Quibbles: a few formatting problems, where the formatting notation shows up instead of italics or whatever was intended. And they repeat the urban legend about Galileo going blind from observing the sun (though admittedly I just recently found out that this is mistaken).
Other than that, it's an excellent book, though more of a reference than a "sit-down-and-read" book, which is what I did with it, at least for now.

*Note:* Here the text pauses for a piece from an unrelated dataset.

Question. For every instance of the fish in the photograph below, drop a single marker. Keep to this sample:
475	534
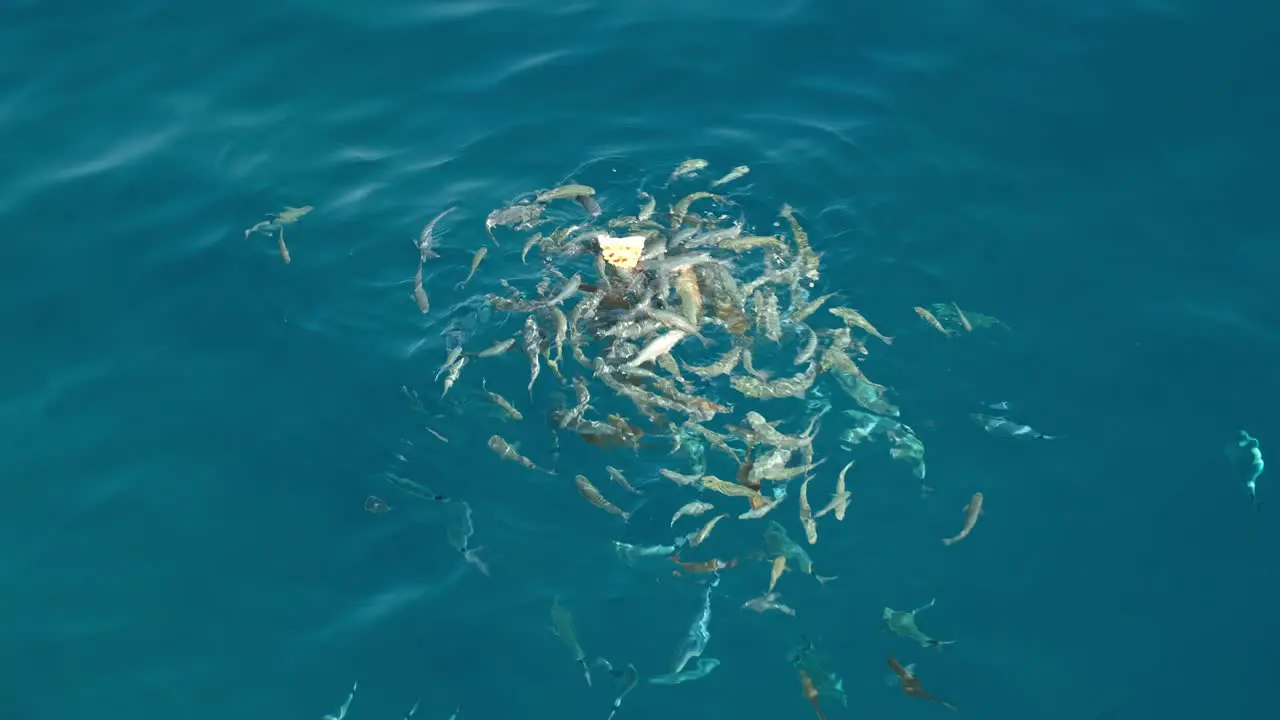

Meanwhile, I wonder if some of the other reviews (below) apply to the earlier edition of the book, since I did not encounter the same problems.
Rating: 1
Summary: A poor excuse for a book on amateur astronomy
Comment: I pity the novice who purchases this book with the intention of learning about amateur astronomy. The book is a demonstration of what happens when someone rushes it to publication, does not KNOW the subject and builds poorly on a work that wasn't very good in the first place. There are so many terrifically awful errors in this book, it would take another book to document them. Pictures of microscopes where telescopes should be, refractor telescopes described as Dobsonians, etc, etc. The illustration/pictures are also slipshod, out of focus and poorly rendered. I cannot believe a suposedly reputable publishing house could release this "joke" of a text on amateur astronomy. It should be withdrawn from the market NOW and burned. -Richard Anderson
Rating: 1
Summary: Badly in need of copy editing
Comment: It's amazing McGraw-Hill let this one out at all. There are typographical and syntactical errors on almost every page. I can't comment on technical accuracy, as I am a beginner at astronomy. But I do know when I've seen the same photograph twice with different, and inconsistent, captions. The publisher did a real disservice to the author of this edition--and to the memory of the author of the original version--by rushing this to market without at least showing it to a copy editor.